By Karine Kalantarian
Artashes Geghamian, an Armenian opposition heavyweight, lambasted President Robert Kocharian on Saturday, but distanced himself from a fresh push for regime change promised by the latter’s number one political foe, the Artarutyun (Justice) bloc.
Geghamian said that although he continues to believe that Kocharian’s policies “endanger the country’s future,” his National Unity Party will not join a campaign of anti-government demonstrations announced by Artarutyun. “We support slightly different approaches that would take into account possible geopolitical developments which will occur in the region,” he told a news conference. “We have no right to jeopardize everything.”

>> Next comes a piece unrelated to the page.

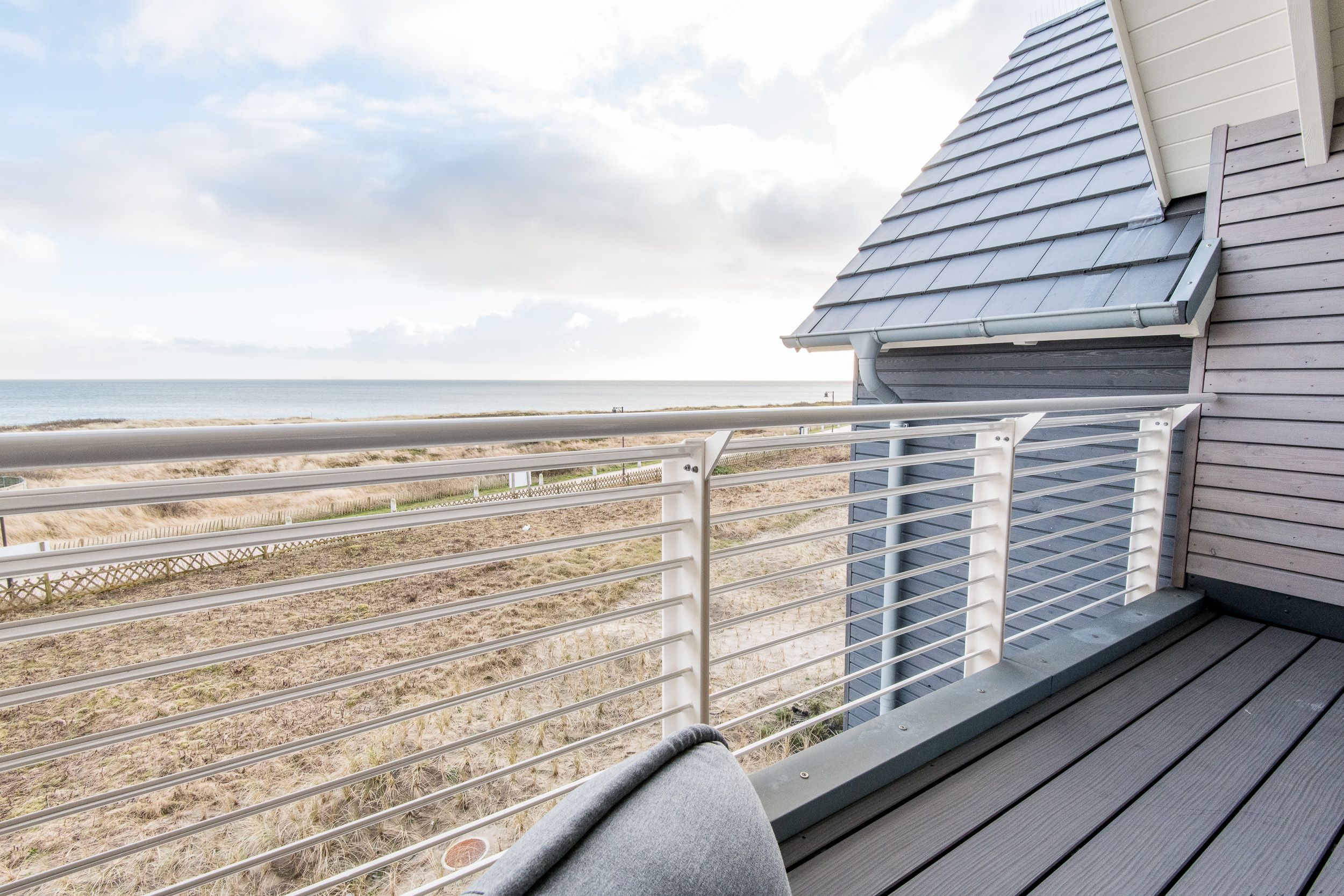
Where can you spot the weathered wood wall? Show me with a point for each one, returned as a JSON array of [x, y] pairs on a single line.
[[1049, 370], [1267, 497]]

The comments followed the resumption on Friday of street protests staged by Artarutyun against the official results of this year’s presidential election. Leaders of the bloc told thousands of supporters that they will soon launch unspecified “decisive actions” against Kocharian’s regime which they regard as illegitimate.
Geghamian and Artarutyun leader Stepan Demirchian were Kocharian’s main challengers in the February 19 first round of balloting criticized as deeply flawed by international observers. Relations between them worsened sharply after Geghamian, who placed third in the official vote tally, refused to endorse Demirchian for the March 5 run-off. Some Artarutyun leaders later accused him of secretly collaborating with the authorities, a charge he always denied.
Still, Artarutyun and National Unity, the only opposition groups represented in Armenia’s parliament, agreed earlier this month to coordinate their activities in the Kocharian-controlled National Assembly. Geghamian noted that they share the same goals. But he was vague about his party’s attitude to the main issue on the Artarutyun agenda: a “referendum of confidence” in Kocharian suggested by the Constitutional Court in April.
The normally outspoken and emotional National Unity leader was keen to imply that Armenia should avoid a destabilization of the political situation in the run-up to renewed international efforts to resolve the Nagorno-Karabakh conflict. Geghamian also revealed that his party will refrain from harsh attacks on the governing three-party coalition because that would play into Kocharian’s hands. The Armenian president, he claimed, would like to deepen and play on differences inside the coalition.